About.com applauded the album and stated: "On his debut release with BEC Recordings, Manafest brings a variety of beats to the table. Some serious rock licks back him up on some cuts, while he goes a little old school on others and then shifts to a more modern hip-hop sound on a few more. Lyrically, Manafest covers ground from witnessing to others to the pressures of living in the 21st century to living for God. Overall, this is a strong debut and it makes a big statement for this young artist." Paul Portell of Jesus Freak Hideout went on to say that "Manafest's debut may take more than a listen or two to fully appreciate his talent and attempts at songwriting. If you're a music fan that isn't too picky on diversity within the confines of an individual project that fuses rock and hip-hop together, then Epiphany is the project for you."

===Awards===
The album was awarded "Rap/Hip-Hop Album of the Year" for the 27th GMA Canada Covenant Awards.
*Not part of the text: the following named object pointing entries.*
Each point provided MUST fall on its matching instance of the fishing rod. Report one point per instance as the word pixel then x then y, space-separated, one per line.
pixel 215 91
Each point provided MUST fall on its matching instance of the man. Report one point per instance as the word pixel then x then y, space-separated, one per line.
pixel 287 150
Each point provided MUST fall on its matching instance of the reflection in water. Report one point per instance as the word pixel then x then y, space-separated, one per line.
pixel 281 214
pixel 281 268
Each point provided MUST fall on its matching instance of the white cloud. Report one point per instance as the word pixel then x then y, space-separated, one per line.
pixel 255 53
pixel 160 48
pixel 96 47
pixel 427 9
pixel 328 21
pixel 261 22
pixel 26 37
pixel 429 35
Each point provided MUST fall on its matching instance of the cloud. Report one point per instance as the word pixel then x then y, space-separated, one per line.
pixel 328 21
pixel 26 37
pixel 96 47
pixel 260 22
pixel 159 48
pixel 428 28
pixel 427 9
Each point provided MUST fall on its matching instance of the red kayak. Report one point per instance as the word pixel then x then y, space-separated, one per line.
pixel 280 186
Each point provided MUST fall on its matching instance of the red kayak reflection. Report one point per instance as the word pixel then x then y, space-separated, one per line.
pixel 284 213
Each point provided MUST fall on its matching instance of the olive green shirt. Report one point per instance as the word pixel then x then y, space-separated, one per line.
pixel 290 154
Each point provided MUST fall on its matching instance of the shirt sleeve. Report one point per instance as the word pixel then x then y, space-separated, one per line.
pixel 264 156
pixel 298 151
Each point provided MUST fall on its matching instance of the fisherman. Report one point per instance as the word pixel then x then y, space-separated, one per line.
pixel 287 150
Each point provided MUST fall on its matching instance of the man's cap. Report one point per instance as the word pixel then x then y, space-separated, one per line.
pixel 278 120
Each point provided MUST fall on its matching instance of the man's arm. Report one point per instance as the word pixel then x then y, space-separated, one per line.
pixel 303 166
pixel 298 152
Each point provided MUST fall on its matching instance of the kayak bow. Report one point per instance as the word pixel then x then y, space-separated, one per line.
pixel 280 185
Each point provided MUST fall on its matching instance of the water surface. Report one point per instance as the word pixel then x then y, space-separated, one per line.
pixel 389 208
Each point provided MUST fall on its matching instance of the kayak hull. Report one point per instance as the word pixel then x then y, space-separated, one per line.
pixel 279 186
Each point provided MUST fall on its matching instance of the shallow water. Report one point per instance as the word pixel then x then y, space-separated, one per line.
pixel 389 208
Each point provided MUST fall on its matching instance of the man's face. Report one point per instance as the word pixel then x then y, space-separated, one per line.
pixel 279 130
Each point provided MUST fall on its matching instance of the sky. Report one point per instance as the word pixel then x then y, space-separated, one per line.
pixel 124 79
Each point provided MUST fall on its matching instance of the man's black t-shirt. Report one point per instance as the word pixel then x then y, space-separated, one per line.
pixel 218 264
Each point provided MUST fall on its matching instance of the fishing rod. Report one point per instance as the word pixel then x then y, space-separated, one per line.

The same year, the song "Let It Go", off the album, also won "Rap/Hip Hop Song of the Year". The following year, the music video for the song "Rodeo" was nominated for "Video of the Year".

==Track listing==

- Track 3, 6, 9, 10, 11 & 12 originally on My Own Thing.

Album release
| No. | Title | Writer(s) | Producer(s) | Length |
|---|---|---|---|---|
| 1. | "Rodeo" | Chris Greenwood, Chris Stacey | Chris Stacey, Manafest | 3:14 |
| 2. | "Skills" (featuring Trevor McNevan of Thousand Foot Krutch) | Greenwood, Trevor McNevan, Adam Messinger | Adam Messinger | 3:10 |
| 3. | "What I Got to Say" | Greenwood, Gerhard Thomas, Messinger | That Brotha Lokey | 3:59 |
| 4. | "Rockin' Me" | Greenwood, Stacey | Stacey, Manafest | 3:10 |
| 5. | "Not Ready to Die" | Greenwood, Thomas, Messinger | That Brotha Lokey | 3:15 |
| 6. | "U Don't Know Me" | Greenwood, Stacy | Stacey | 3:58 |
| 7. | "Quit Thuggin'" | Greenwood, Mark Morley | Relic the Oddity | 1:21 |
| 8. | "Let It Go" (featuring Bre) | Greenwood, Thomas, Messinger, Aubrey Noronha, Nasri Atweh | That Brotha Lokey | 4:03 |
| 9. | "Changes" | Greenwood, Messinger | Messinger, Manafest | 2:50 |
| 10. | "Manafesto" | Greenwood, Morley | Relic the Oddity | 3:09 |
| 11. | "Stressed Out" | Greenwood, Messinger | Messinger, Manafest | 3:39 |
| 12. | "My Life" | Greenwood, Stacey | Stacey | 3:39 |
| 13. | "Be Yourself" (hidden track: "Jimmy") | Greenwood, Josh Macintosh | Manafest, Josh Macintosh | 7:36 |
| Total length: |  |  |  | 47:03 |

iTunes deluxe edition bonus tracks
| No. | Title | Length |
|---|---|---|
| 14. | "Jimmy" | 4:05 |
| 15. | "Mind Master" (2000 Demo, featuring Jusachyl) | 2:51 |
| 16. | "Like a Dream" (2005 Demo) | 3:20 |
| 17. | "Let It Go" (Spirit Mix) | 4:01 |

==Personnel==
- Manafest - lead vocals, executive producer
- Trevor McNevan - additional vocals on track 2
- Aubrey "Bre" Noronha - additional vocals on track 8
- Jusachyl - additional vocals on track 15
- Aisha Jess - backing vocals on track 8
- Chris Stacey - opening vocals on track 1
- Relic the Oddity (Mark Morley) - scratching on track 10
- Melanie Greenwood - graphic design, photography

==Music videos==
- Lyric videos

==Notes==
- Epiphany was released on July 19, which also happens to be Manafest's birthday.
- The hidden track on track 13 entitled "Jimmy" was later released on the iTunes deluxe edition of Epiphany as its own track.
- The deluxe edition bonus track "Mind Master" was a demo song created in 2000, a year before Manafest's debut EP Misled Youth.
- The song "Let It Go" is not to be confused with Manafest's 2015 single "Let Go", featuring Dave Stovall of Wavorly.
- In second verse of the song "Manafesto", Manafest makes a reference to his old nickname "Speedy" from his days as a skater when he states "They call me speedy, so I'm easy on the breaks".